Братья Юрий и Марк Смирновы, Владимир Красов, Владимир Аранзон и другие солисты хора тоже в приподнятом настроении готовились к трансатлантическому перелету. И Турецкий пребывал в легком кураже. Он возвращался в США не в ранге стажера (каким являлся в 1990-м), этакого неопытного филиппка, посланного обучаться азам иудейской литургии, а как рулевой крепкого еврейского коллектива, уже поддержанного публикой в России, Европе, Израиле. Оставалось показать американским экспертам, именно тем, кто и финансировал хор, чего он стоит. Михаилу, словно по заказу, довелось на маршруте Москва — Нью-Йорк оказаться единоличным главой «русской делегации». Владимир Плисс улетел еще раньше и ожидал хор в Штатах.

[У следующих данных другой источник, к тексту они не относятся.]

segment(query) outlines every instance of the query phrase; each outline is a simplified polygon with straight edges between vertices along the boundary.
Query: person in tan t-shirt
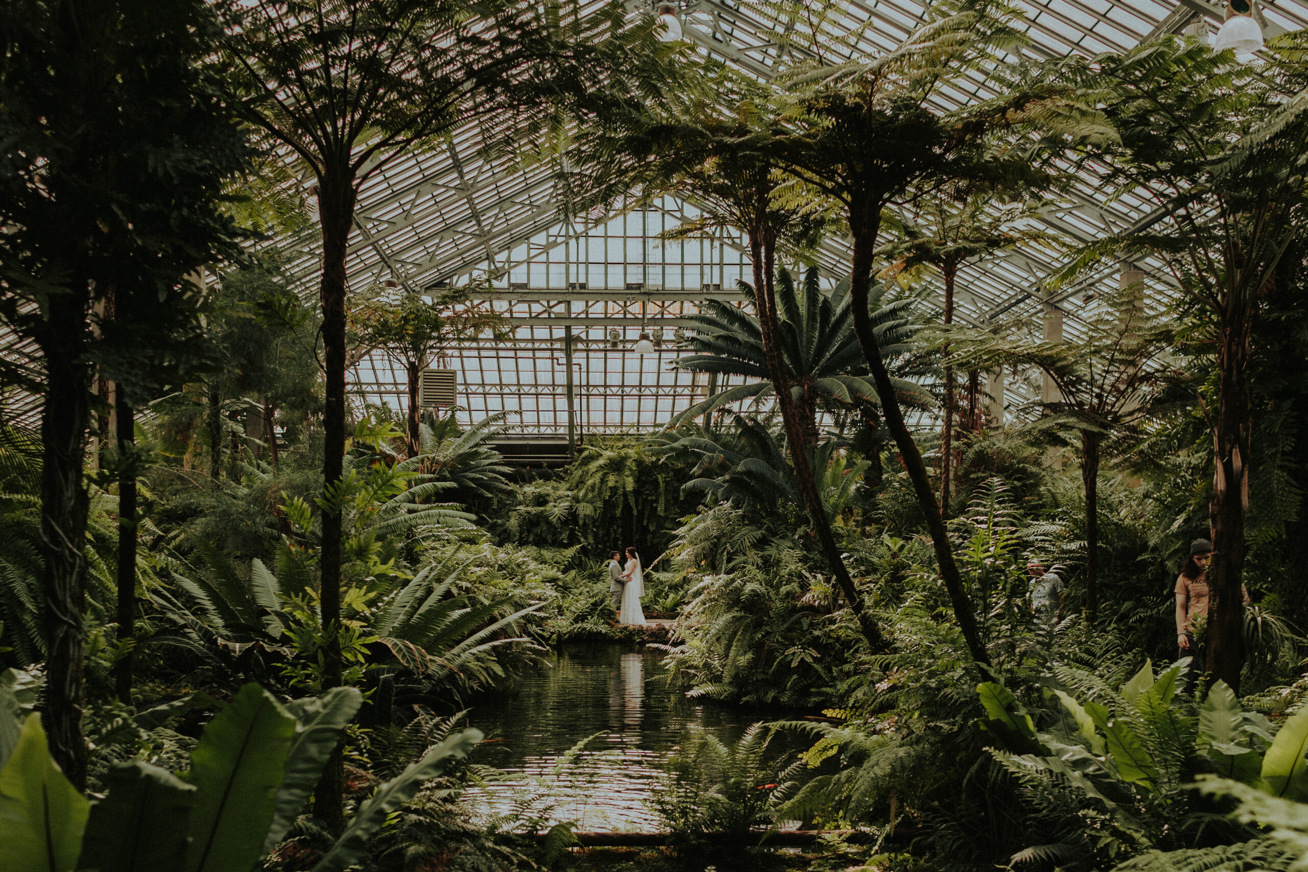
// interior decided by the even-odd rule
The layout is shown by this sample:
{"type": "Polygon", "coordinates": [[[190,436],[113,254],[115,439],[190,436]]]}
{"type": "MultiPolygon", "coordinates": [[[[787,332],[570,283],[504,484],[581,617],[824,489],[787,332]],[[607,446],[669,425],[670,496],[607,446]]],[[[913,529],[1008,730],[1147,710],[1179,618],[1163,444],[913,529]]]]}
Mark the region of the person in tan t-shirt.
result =
{"type": "MultiPolygon", "coordinates": [[[[1193,673],[1203,652],[1194,640],[1194,625],[1209,617],[1209,563],[1213,559],[1213,543],[1207,539],[1194,539],[1190,542],[1190,556],[1181,567],[1181,575],[1176,579],[1176,645],[1180,648],[1180,657],[1190,657],[1190,672],[1193,673]]],[[[1244,604],[1249,605],[1249,590],[1240,585],[1244,593],[1244,604]]]]}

Группа молодых голосистых мужчин ранним осенним утром 1991-го вылетела из «Шереметьева-2» в Новый Свет с пересадкой в известном ирландском аэропорте «Шеннон». Там они, «от избытка чувств и свободного времени, решили порепетировать и снять это на видеокамеру». Почти немыслимый сюжет для любой российской рок-группы, получившей в то время шанс прокатиться с концертами до Америки. На «перевале» в Ирландии музыкантов, скорее всего, уже персонально скликали бы из всех баров «транзитной зоны», предлагая пройти на посадку, которая официально закончилась. Но собранные Турецким солисты-«академики» почти не курили и пили мало, по крайней мере, «в присутствии шефа». Ради прикола оставалось даже в дороге петь. Картина вышла занятная. Международный аэропорт, сотни по-разному релаксирующих в ожидании своих рейсов пассажиров вдруг слышат поверх фонового гула популярный свинг «Java Jive», исполняемый «вживую», хором поставленных голосов. Если это не Manhattan Transfer развлекается, то кто? Выясняется, что какая-то русская компания. Ничего себе! А «репетиция» хора меж тем разгорается. Ребята завелись, Турецкий прочувствовал момент. Продолжили «чем-то еврейским, французским, русско-цыганским». Народ подтягивался со всех сторон. Самой восторженной слушательницей оказалась шикарно одетая дама «в та-а-кой ювелирке!» (цитирую Михаила), попытавшаяся тут же наладить «он-лайн» трансляцию импровизированного концерта для своего собеседника, с которым в это время общалась по телефону (не мобильному тогда еще, а обычному, стационарному, висевшему в будке). В следующую минуту она подошла к заинтриговавшим ее музыкантам с вопросом: «Вы кто и откуда?». «Я ответил, — рассказывает Турецкий, — мы солисты хора московской синагоги, а вы, наверное, солистка большого американского бизнеса? И в общем-то не преувеличил. Ее звали Марина Ковалева. Искусствовед, эмигрантка из Одессы, живущая в США с 1973 года. Она создала там свою компанию „People Travel Club“, имела офис на Пятой авеню, а потом еще стала „мисс Лонг-Айленд-1993 в области бизнеса“. То есть выдающаяся тетенька.